The Victorian Court of Appeal found in a 2-1 majority in August that Pell had had enough time to abuse the boys and that the unanimous guilty verdicts were sound. But in the decision announced by High Court Chief Justice Susan Kiefel, the seven judges found that the appeals court was incorrect.
The two appeals court judges who had upheld the convictions had found the former choirboy a “compelling witness” but they failed to engage the question of whether there was a reasonable possibility the crimes had not occurred, the High Court said in a statement.
Director of Public Prosecutions Kerri Judd told the High Court last month that the surviving choirboy’s detailed knowledge of the layout of the priests’ sacristy supported his accusation that the boys were molested there.

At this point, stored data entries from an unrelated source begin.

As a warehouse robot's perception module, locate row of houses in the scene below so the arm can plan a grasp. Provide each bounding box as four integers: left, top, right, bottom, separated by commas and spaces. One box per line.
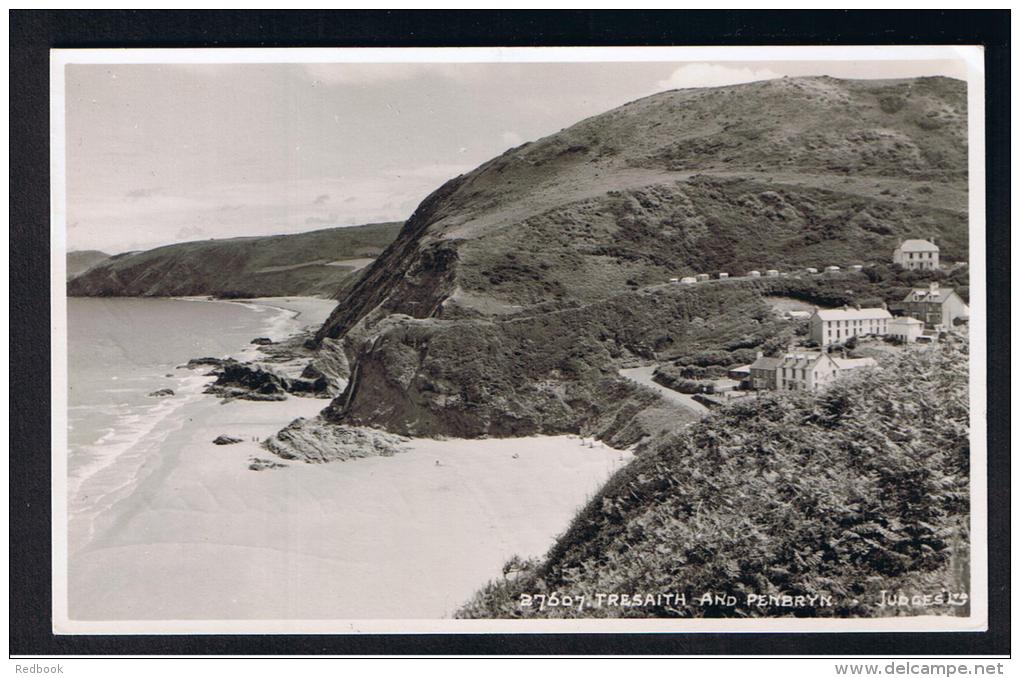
669, 239, 938, 284
730, 351, 877, 390
669, 264, 864, 284
808, 282, 970, 347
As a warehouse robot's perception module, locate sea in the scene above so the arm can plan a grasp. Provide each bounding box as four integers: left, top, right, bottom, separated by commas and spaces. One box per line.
67, 298, 330, 542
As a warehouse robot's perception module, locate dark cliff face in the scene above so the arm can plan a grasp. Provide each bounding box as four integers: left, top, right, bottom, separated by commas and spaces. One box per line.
316, 177, 461, 341
319, 77, 967, 344
306, 77, 967, 441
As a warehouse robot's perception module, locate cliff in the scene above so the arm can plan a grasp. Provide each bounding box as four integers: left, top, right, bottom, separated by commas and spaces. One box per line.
458, 343, 970, 618
67, 223, 400, 298
299, 77, 967, 444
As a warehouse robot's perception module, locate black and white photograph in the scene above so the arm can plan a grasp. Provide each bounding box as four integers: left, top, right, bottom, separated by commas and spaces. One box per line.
50, 46, 989, 634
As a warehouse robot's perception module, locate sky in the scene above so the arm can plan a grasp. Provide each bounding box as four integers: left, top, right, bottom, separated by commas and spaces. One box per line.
59, 56, 966, 254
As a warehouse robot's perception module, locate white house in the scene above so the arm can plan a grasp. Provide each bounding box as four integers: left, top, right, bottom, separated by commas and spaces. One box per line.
775, 352, 839, 390
832, 356, 878, 374
893, 240, 938, 270
887, 316, 924, 344
809, 308, 893, 346
900, 282, 970, 329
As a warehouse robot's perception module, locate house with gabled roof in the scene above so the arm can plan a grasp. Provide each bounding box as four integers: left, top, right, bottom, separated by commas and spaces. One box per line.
748, 351, 782, 390
808, 308, 893, 347
900, 282, 970, 329
776, 352, 839, 390
893, 239, 938, 270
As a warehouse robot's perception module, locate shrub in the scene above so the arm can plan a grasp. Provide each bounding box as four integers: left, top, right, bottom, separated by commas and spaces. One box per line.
457, 345, 970, 618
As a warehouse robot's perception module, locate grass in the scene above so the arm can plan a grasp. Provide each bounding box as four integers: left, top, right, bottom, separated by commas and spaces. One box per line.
459, 343, 970, 618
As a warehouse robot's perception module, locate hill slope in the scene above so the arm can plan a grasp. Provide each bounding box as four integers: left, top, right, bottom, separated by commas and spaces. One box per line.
297, 77, 967, 441
67, 223, 400, 297
322, 77, 967, 337
459, 345, 970, 618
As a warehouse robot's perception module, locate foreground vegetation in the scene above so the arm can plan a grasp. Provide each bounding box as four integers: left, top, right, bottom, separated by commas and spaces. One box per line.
459, 340, 970, 618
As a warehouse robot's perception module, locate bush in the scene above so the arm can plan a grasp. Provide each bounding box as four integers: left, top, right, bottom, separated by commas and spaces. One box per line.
457, 345, 970, 618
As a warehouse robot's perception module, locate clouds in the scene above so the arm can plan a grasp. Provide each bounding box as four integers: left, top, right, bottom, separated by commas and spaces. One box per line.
659, 63, 782, 90
300, 63, 479, 87
500, 132, 524, 148
124, 188, 162, 200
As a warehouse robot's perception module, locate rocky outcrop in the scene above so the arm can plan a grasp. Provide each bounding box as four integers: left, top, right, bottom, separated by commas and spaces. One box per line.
263, 417, 408, 464
184, 357, 231, 370
248, 457, 287, 471
205, 361, 291, 401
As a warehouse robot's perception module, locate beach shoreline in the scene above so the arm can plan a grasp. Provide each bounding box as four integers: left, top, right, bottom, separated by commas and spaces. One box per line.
68, 298, 630, 621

The High Court referred to the “unchallenged evidence” of witnesses in the trial to Pell’s practice of talking to the congregation on the cathedral stairs after Mass, church practice that required him to be accompanied in the cathedral while robed and the “continuous traffic in and out of the priests’ sacristy” as causes for reasonable doubt.
Pell’s lawyer Bret Walker told the High Court that prosecutors only hadto prove that Pell being left alone while robed or not talking with congregants after Mass was “possible” to prove guilt beyond reasonable doubt.
“That … is a grotesque version of the reversal of onus of proof, if all the Crown has to do is to prove the possibility of something,” Walker said.
The High Court statement said: “There is a significant possibility that an innocent person has been convicted because the evidence did not establish guilt to the requisite standard of proof.”